Yes, you very obviously didn’t know him when you left Korea for the U.S. 

People like him who threaten to kill themselves rarely do but that doesn’t mean others are safe from them.


----------



## Openminded (Feb 21, 2013)

Forest911 said:


> Yeah he does...he start work there.


Well, at least you and your daughter will be home. Can your parents protect you?


----------



## Forest911 (Nov 7, 2021)

Trident said:


> It would naturally follow that if he has no issues murdering people and biting relatives, then killing a dog wouldn't be an issue for him either.


That's what his dad told me today
You know he is job killing people he doesn't has normal behavior people already has.
He doesn't have sympathy cops already told me few time he need get help even my own dr
So seem like the parents already know.
Nothing they can do about it.


----------



## Forest911 (Nov 7, 2021)

Openminded said:


> Well, at least you and your daughter will be home. Can your parents protect you?


Thank you! Yeah my parents will look after me and our baby. My dad tells me that my happiness most important if I am get abused by him.
They don't care if I choose divorce him. He will definitely look after my darther and myself


----------



## Openminded (Feb 21, 2013)

He doesn’t want help and he isn’t going to get it. You are responsible for keeping your daughter safe. And that’s obviously a very big responsibility. It’s good that your parents will help you because you’ll need that.


----------



## Forest911 (Nov 7, 2021)

Openminded said:


> Yes, you very obviously didn’t know him when you left Korea for the U.S.
> 
> People like him who threaten to kill themselves rarely do but that doesn’t mean others are safe from them.


He threaten kill himself so many time around me. And I know he just anger and doesn't really mean it. Yesterday he told me if I leave him his life insurance and I will get nothing from him.


----------



## Forest911 (Nov 7, 2021)

Openminded said:


> He doesn’t want help and he isn’t going to get it. You are responsible for keeping your daughter safe. And that’s obviously a very big responsibility. It’s good that your parents will help you because you’ll need that.

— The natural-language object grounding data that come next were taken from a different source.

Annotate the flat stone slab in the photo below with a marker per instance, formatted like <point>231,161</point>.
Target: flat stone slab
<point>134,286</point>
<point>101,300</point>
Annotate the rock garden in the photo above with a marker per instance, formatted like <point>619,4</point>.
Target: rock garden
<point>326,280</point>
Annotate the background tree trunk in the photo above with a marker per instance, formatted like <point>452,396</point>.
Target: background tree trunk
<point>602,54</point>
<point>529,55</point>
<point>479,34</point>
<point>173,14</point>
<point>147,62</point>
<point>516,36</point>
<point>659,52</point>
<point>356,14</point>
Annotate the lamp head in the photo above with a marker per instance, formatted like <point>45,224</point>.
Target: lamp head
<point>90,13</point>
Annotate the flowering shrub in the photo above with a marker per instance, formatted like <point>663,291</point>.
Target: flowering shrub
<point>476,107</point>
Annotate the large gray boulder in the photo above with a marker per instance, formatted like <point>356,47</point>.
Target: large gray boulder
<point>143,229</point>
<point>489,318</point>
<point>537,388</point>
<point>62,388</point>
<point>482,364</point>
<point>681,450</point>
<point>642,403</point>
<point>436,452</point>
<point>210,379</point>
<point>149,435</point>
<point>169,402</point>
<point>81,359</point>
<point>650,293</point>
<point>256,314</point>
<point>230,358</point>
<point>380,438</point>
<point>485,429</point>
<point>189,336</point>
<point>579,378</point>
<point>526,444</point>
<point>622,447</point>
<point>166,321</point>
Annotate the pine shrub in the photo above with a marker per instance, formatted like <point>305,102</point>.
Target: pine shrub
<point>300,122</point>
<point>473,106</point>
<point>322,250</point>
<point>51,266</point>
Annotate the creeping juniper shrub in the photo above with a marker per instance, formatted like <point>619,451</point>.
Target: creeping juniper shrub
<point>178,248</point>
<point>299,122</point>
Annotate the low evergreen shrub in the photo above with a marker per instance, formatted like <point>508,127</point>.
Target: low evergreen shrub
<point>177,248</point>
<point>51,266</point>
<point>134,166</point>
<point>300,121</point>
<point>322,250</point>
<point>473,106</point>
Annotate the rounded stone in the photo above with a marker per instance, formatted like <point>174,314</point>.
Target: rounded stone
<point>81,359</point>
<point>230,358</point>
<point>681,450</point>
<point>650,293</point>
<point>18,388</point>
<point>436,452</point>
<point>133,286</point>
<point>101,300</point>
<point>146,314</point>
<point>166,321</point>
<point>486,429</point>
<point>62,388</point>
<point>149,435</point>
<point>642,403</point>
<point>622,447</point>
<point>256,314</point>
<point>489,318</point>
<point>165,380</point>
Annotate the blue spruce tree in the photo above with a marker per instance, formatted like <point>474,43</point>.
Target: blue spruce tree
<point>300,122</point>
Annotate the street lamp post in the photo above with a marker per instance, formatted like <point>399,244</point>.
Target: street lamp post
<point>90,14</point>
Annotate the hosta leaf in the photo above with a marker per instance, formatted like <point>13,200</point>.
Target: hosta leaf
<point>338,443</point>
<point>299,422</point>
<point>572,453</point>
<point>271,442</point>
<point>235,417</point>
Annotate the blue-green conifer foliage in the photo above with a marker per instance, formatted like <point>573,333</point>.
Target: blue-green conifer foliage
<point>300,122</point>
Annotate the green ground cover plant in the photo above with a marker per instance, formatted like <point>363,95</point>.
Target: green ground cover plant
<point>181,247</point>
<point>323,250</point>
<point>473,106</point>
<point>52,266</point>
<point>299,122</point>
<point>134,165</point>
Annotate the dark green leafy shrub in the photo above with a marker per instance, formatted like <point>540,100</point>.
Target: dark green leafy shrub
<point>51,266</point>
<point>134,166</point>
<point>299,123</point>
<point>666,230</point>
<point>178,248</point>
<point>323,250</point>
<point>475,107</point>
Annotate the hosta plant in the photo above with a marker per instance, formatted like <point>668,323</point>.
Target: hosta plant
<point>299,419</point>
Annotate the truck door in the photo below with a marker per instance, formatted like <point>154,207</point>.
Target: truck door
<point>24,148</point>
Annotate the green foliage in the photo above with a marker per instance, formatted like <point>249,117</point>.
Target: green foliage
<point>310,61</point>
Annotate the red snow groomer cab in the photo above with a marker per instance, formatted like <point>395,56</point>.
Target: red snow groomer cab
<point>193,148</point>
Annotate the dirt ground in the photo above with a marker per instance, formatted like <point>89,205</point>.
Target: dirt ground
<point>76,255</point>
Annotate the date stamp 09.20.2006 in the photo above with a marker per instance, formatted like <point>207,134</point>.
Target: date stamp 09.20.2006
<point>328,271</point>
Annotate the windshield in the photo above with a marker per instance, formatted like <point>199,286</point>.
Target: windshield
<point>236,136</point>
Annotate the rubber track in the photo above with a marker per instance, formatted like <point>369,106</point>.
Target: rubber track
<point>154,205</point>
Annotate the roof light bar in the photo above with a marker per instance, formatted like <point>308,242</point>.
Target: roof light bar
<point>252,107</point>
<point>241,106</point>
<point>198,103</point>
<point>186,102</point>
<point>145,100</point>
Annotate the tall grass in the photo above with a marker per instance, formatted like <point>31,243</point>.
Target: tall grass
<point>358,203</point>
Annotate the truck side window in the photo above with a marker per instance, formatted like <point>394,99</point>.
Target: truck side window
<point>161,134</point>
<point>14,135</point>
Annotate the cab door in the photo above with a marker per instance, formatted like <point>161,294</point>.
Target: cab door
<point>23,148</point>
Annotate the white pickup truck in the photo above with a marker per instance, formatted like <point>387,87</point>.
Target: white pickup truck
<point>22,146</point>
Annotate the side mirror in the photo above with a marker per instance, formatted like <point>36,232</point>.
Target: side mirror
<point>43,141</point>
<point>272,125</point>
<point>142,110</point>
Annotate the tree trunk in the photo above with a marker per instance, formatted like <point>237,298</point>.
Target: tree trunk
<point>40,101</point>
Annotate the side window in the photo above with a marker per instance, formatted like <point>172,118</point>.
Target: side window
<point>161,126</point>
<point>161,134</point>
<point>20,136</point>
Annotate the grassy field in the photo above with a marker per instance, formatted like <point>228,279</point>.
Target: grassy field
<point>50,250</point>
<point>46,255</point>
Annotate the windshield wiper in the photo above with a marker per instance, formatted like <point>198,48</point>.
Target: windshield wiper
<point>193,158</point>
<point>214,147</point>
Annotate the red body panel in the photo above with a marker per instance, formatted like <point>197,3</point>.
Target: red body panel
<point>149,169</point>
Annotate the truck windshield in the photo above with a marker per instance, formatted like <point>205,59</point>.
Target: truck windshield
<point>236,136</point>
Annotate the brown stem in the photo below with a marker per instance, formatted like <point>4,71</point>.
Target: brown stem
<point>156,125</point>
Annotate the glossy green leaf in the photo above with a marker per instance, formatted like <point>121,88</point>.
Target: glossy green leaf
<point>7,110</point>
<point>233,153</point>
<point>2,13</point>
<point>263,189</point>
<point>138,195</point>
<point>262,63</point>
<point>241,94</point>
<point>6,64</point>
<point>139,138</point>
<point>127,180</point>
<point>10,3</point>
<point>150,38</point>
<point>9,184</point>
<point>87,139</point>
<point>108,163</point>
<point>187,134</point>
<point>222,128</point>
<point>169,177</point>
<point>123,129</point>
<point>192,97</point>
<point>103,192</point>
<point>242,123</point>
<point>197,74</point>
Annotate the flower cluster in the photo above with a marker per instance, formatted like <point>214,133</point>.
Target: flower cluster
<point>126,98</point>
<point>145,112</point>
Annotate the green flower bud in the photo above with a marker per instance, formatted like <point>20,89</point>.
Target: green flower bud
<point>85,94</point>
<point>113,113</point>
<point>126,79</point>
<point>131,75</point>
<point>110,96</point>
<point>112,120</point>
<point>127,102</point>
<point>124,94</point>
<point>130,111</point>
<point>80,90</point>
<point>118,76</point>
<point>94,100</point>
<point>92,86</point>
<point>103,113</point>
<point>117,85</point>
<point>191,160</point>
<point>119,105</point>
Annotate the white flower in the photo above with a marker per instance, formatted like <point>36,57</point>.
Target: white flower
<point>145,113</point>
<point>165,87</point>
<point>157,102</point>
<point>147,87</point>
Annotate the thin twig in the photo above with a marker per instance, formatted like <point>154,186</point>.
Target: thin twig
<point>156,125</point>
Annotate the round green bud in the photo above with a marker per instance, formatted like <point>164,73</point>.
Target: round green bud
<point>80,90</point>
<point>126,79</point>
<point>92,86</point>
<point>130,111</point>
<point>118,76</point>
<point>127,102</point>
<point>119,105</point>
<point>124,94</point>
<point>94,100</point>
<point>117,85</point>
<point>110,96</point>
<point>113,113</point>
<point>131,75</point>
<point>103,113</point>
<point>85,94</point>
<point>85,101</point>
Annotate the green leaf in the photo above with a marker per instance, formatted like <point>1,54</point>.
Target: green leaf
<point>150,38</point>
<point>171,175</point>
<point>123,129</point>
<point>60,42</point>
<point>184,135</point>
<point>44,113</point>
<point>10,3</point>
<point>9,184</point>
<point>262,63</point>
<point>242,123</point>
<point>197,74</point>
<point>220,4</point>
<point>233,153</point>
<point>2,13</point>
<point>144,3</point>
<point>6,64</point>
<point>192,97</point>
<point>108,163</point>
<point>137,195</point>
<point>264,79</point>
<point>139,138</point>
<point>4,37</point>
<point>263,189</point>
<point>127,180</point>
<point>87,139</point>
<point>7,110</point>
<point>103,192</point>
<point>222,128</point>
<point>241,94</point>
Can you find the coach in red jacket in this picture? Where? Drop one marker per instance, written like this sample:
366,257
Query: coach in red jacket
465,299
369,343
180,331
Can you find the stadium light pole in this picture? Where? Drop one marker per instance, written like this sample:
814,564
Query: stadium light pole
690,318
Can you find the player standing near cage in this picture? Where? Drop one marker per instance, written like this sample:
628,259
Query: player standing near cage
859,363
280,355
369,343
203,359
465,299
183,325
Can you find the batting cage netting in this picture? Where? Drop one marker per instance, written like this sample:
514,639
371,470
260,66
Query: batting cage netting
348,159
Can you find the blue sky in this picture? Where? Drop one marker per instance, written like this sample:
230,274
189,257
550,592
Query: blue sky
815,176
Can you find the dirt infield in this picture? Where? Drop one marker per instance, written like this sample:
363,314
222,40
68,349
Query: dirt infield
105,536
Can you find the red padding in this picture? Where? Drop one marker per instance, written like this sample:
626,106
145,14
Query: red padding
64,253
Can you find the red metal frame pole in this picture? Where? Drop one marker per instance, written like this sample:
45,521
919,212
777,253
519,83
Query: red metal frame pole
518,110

I don't think he will change that he is behavior and he always think everyone is wrong and blame on others he is action.


----------



## Openminded (Feb 21, 2013)

He obviously threatens these things to keep you in your place. It’s worked so far but if you can manage three more weeks in this country than maybe you can breathe more easily once you’re home again.


----------



## Forest911 (Nov 7, 2021)

Openminded said:


> He obviously threatens these things to keep you in your place. It’s worked so far but if you can manage three more weeks in this country than maybe you can breathe more easily once you’re home again.


Yeah. He been gaslithing and I know he doing that to me I am just trying keep this relationship work trying my best. Seem like it's poison to me no matter how much I try. Maybe first place when he lie he were a married I should left him


----------



## Trident (May 23, 2018)

Well that was quick.


----------



## Prodigal (Feb 5, 2011)

@Trident - I reported this poster to the moderators because a forum rule was broken; namely, a poster can only have one account. This poster violated the rules.


----------



## Trident (May 23, 2018)

@Prodigal I'm thinking more than one rule was broken. 

Just a hunch


----------



## D0nnivain (Mar 13, 2021)

I couldn't stay with somebody who killed my dog. I certainly wouldn't have a kid with this person. Get out before you or the baby are his next victims


----------